My boss had been mad at me for almost two weeks, because I used these words such as "pill" and "contraception" to one of my students. (He isn't mad any longer, fortunately. Now he is grateful that I can properly teach students about such difficult problems with confidence.) His opinion, that you shouldn't teach children or students about sex, is sadly the majority of Japan; a country where a woman is blamed by her doctor when she needs pills for a treatment. That happened to me. My former doctor blamed me saying that I just wanted pills to prevent from getting pregnant because I had multiple sex partners. The clinic I went belonged to a national university hospital in Osaka. I still can't believe that. It happened to me in the 21 century at one of the best reputed hospitals of Japan.

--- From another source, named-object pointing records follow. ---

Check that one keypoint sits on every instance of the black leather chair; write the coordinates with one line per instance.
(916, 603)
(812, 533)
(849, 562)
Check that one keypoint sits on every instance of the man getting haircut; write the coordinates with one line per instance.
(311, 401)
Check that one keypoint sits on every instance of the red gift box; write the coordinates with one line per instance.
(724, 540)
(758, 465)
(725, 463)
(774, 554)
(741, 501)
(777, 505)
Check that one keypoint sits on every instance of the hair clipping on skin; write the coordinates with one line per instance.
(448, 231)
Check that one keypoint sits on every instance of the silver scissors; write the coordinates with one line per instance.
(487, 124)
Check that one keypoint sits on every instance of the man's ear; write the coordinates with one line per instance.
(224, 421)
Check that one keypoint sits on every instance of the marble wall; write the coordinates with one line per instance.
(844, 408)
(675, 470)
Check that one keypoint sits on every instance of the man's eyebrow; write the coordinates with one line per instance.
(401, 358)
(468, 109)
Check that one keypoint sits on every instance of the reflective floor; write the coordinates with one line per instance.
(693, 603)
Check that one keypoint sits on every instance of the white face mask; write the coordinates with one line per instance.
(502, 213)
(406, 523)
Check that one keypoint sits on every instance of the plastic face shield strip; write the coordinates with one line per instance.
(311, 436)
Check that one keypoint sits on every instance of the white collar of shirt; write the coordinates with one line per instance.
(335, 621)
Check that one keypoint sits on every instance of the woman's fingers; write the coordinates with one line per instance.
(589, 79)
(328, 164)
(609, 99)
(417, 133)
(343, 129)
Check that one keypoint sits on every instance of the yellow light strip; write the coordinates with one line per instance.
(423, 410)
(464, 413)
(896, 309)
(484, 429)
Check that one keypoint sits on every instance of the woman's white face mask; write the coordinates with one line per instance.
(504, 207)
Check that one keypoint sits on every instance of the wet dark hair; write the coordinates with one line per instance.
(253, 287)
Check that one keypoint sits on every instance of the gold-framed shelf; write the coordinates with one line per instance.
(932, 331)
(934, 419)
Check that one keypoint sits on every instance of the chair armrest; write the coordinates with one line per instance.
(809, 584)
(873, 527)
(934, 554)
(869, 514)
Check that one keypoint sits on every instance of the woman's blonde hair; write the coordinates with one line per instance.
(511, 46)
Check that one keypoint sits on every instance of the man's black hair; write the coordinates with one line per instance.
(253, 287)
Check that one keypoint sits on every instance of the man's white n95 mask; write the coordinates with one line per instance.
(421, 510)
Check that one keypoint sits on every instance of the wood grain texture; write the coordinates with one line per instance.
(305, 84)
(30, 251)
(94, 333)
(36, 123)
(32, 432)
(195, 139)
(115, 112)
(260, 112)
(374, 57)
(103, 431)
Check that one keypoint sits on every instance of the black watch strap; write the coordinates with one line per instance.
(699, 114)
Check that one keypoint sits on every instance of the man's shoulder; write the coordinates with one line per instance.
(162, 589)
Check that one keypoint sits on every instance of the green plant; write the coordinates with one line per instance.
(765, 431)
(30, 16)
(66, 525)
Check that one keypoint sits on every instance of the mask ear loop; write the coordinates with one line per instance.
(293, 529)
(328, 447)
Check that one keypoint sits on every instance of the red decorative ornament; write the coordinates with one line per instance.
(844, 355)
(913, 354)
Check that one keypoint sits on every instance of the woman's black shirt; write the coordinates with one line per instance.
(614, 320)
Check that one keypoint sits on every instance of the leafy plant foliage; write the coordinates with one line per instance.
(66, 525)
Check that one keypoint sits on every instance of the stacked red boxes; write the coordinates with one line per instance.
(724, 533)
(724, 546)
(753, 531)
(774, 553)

I had been aware that other people take me as a person who has annoyingly modern opinions about sex or gender even before the conflict with my boss. Sometimes I am told that, but I wasn't sure how far I am, the distance is.
The moment I had another person's eyes inside me was precious. I understand why other people tell there seems to be a cultural difference with me, even though I am a Japanese person who was raised in Japan, speaking all the time in Japanese with them. I am wondering when I started changing. I started forming different views, and as a result, I may have been leaving the majority of Japan (maybe...), when I restarted learning English. Through my friends I have been learning many things that are still not common in Japan. "You have been too much influenced by foreign cultures": this is what other people say to me when my modern opinions annoy them. I don't know how to reply to them, so it is good to know how far I have come.
Sometimes I am frustrated that I have no words to tell others when I want to explain things that are very normal for me. It's not a problem of my Japanese skills nor their Japanese.